You may read it whatever way you like. If we look at the facts - statista and globalwatch is some Western sites/orgs, topwar is straight Russian and Guardian is Great Britain.
>Kind reminder - this is not reddit.
This is why you're using that offensive "404" notation (an expression of the Russian propaganda point that Ukraine isn't a sovereign independent state) when referring to Ukraine?
Like Ukranians a number of nations - for example Hungarians, Chezh, Finnish, Latvians, Estonians, etc. - for centuries didn't have their own state and were parts of larger empires and got their own states only relatively recently.
Like any other, the Russian propaganda thrives on people's ignorance.

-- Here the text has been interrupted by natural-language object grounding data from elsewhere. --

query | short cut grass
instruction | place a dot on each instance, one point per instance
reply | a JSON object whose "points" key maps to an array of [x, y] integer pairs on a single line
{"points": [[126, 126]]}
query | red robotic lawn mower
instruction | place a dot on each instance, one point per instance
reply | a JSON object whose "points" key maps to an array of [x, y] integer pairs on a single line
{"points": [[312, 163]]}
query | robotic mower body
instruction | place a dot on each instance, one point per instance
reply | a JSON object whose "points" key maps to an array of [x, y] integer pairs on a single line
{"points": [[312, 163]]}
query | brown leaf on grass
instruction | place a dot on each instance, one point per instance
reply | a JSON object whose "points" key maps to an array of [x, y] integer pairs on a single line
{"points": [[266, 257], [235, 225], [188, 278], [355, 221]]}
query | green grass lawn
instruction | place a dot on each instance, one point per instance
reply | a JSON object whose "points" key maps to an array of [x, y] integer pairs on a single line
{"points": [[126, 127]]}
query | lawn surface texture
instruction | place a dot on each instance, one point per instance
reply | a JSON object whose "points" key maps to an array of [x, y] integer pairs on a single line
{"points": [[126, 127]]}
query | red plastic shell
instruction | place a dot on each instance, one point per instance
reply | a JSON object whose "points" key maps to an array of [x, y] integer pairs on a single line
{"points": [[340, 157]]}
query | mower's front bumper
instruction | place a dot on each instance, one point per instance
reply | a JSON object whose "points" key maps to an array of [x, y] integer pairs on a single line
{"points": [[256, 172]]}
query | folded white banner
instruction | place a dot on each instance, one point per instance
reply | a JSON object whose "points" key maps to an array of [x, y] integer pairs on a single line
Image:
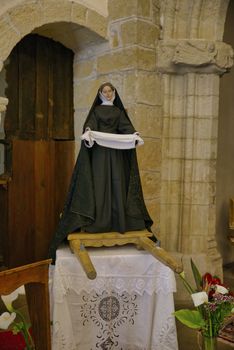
{"points": [[118, 141]]}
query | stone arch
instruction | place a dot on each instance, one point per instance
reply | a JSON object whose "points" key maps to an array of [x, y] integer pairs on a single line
{"points": [[24, 17], [18, 19]]}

In this case "Ukranian people and Ukraine don't exist and never have existed, it is just an inferior kind of Russians on historically Russian territory". That is why nor Russian textbooks nor wide Russian info space never mention the 1651 book by French engineer D'Beauplan "Description of Ukraine, a Province of the Kingdom of Poland situated between Moskovia and Transilvania" where he clearly describes in detail a separate Ukrainian ethnicity living on their own separate territory (which is pretty close to the territory of modern Ukraine. Also note that Russia din't even exist back then, it was just a "Moscovia" duchy).
>and never will be. Geopolitics is a ruthless game and those in the middle sometimes get crushed. Which is why you generally want natural borders (mountains, coast, etc).
The same applies to all the above mentioned nations, and this is why they joined NATO, and why Ukraine is trying to.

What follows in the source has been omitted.